Implementation involves deploying a multi-sig contract and configuring its permissions. For example, the core UpgradeModule contract would have an owner or guardian role assigned to the multi-sig address. Here is a simplified Solidity snippet for a pausable upgrade mechanism:

solidity
contract UpgradeModule {
    address public multisigGuardian;
    bool public upgradesPaused;

    modifier onlyGuardian() {
        require(msg.sender == multisigGuardian, "Unauthorized");
        _;
    }

    function emergencyPauseUpgrades(bool _paused) external onlyGuardian {
        upgradesPaused = _paused;
    }

    function executeUpgrade(Proposal calldata proposal) external {
        require(!upgradesPaused, "Upgrades paused by guardian");
        // ... execute upgrade logic
    }
}

The composition and operation of the multi-sig signer set is a governance decision in itself. Best practices include: selecting signers from diverse entities (e.g., foundation, core devs, community reps), using a timelock on the multi-sig itself to prevent unilateral action, and maintaining transparent logs of all transactions on the guardian address. Tools like SafeSnap integrate with Snapshot to enable gasless off-chain voting among signers before executing an on-chain transaction, formalizing the emergency decision process.

Finally, this structure must be clearly communicated to the protocol's community. The existence, address, signers, and capabilities of the emergency multi-sig should be documented in the protocol's public docs and governance forums. This transparency builds trust by demonstrating that while the system is automated, ultimate accountability remains with a defined group of human stewards, aligning with the Ethereum community's resilience principles and providing a clear path for intervention in a crisis.

AI-POWERED GOVERNANCE

Frequently Asked Questions

Common questions and technical clarifications for developers implementing governance systems that allow AI agents to propose smart contract upgrades.

AI-proposed governance is a system where autonomous AI agents, not just human token holders, can create and submit on-chain proposals for smart contract changes. The core difference lies in the proposal generation stage.
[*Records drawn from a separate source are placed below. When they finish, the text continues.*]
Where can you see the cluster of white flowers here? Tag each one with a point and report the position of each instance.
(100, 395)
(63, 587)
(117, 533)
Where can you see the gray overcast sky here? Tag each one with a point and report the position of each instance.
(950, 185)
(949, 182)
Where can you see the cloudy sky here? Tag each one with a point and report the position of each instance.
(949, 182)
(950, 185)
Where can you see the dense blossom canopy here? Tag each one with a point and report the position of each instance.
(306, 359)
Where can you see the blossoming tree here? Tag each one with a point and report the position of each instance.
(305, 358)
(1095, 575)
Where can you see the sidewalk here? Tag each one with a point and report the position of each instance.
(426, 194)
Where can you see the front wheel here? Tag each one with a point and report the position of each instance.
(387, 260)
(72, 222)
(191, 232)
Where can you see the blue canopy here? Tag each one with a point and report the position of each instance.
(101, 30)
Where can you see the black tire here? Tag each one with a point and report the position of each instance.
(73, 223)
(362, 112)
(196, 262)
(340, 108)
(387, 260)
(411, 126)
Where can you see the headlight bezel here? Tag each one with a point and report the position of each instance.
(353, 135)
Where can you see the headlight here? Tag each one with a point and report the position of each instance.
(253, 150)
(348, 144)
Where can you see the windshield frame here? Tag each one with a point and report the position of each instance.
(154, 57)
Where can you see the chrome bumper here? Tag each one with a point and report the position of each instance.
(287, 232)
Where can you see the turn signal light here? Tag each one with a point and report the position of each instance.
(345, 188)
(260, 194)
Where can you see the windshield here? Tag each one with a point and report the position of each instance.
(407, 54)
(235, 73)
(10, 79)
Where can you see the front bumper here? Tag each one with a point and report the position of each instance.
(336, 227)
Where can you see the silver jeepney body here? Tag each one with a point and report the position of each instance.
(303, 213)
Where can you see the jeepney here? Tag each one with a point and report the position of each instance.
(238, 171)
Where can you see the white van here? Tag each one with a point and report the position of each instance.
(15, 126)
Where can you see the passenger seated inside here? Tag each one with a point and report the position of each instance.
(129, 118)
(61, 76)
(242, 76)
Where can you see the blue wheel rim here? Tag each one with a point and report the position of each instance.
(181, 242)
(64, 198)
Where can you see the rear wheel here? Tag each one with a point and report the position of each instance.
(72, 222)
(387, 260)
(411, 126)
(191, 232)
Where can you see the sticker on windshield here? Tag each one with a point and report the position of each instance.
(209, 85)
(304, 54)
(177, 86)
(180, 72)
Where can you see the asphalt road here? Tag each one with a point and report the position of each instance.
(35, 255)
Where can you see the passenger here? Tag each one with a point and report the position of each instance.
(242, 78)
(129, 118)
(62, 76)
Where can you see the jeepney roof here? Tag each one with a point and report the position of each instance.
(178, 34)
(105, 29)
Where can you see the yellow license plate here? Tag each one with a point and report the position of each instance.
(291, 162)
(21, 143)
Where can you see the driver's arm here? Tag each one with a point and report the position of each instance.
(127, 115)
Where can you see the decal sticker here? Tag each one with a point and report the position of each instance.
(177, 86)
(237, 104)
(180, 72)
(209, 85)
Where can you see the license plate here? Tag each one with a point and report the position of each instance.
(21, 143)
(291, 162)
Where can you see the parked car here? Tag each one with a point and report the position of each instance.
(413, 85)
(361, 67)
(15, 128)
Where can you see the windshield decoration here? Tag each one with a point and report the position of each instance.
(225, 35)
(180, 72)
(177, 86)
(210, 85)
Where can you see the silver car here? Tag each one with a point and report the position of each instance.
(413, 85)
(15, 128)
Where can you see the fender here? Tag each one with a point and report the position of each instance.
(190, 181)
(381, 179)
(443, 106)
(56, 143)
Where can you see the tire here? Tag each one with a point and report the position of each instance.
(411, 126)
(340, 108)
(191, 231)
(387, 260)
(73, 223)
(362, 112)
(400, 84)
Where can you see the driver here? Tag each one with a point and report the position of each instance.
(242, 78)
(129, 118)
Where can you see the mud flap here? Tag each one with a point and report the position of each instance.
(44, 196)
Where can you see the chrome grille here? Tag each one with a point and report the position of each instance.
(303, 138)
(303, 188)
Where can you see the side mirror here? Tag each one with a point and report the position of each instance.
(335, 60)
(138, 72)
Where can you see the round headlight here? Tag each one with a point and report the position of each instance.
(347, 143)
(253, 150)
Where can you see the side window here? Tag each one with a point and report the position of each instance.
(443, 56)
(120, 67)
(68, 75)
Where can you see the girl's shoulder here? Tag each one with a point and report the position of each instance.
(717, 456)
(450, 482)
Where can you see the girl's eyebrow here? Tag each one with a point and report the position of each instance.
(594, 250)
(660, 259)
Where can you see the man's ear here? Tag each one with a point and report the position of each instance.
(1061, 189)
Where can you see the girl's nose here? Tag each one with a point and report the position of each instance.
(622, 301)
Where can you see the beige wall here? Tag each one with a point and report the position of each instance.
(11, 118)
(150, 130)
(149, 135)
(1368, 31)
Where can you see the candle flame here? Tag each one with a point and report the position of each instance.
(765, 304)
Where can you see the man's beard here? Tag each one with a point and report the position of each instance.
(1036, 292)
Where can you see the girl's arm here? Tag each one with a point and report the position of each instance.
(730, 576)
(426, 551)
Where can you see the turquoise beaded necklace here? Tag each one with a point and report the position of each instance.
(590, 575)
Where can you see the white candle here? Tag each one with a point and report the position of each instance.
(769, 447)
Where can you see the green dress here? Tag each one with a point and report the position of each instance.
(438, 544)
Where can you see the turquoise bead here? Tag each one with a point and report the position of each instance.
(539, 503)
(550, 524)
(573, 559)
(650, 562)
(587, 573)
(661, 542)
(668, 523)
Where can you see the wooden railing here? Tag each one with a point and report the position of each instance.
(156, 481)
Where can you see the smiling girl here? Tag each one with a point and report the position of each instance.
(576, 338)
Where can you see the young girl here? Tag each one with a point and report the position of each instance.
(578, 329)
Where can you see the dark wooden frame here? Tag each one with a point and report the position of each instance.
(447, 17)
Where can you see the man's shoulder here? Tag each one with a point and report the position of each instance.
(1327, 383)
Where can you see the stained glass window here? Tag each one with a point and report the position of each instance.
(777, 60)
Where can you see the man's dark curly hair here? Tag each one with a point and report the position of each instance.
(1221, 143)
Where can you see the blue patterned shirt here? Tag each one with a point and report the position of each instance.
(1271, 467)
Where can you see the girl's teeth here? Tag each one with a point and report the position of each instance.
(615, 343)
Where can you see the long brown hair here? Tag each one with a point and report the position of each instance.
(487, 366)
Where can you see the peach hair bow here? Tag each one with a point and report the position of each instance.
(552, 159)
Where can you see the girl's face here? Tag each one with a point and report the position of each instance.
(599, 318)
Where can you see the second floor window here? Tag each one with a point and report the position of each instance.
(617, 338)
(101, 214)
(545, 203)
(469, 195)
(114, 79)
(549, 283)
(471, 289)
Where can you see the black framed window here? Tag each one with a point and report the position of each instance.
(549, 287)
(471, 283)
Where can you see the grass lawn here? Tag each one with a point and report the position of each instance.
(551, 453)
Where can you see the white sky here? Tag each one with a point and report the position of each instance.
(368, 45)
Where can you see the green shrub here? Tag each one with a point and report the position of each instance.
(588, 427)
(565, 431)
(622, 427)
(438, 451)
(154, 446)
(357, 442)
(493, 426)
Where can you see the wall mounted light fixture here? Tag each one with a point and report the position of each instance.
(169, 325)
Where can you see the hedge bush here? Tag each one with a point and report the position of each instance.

In a traditional DAO like Compound or Uniswap, a human member must manually draft, format, and submit a proposal via a governance interface. An AI-powered system automates this initial step. An AI agent, using on-chain data and predefined parameters, can autonomously generate a proposal payload (e.g., a calldata string for an upgrade) and submit it to the governance contract.

The subsequent voting and execution phases typically remain human-driven, where token holders vote to approve or reject the AI's proposal. This model combines automated, data-driven proposal creation with human oversight for critical decisions.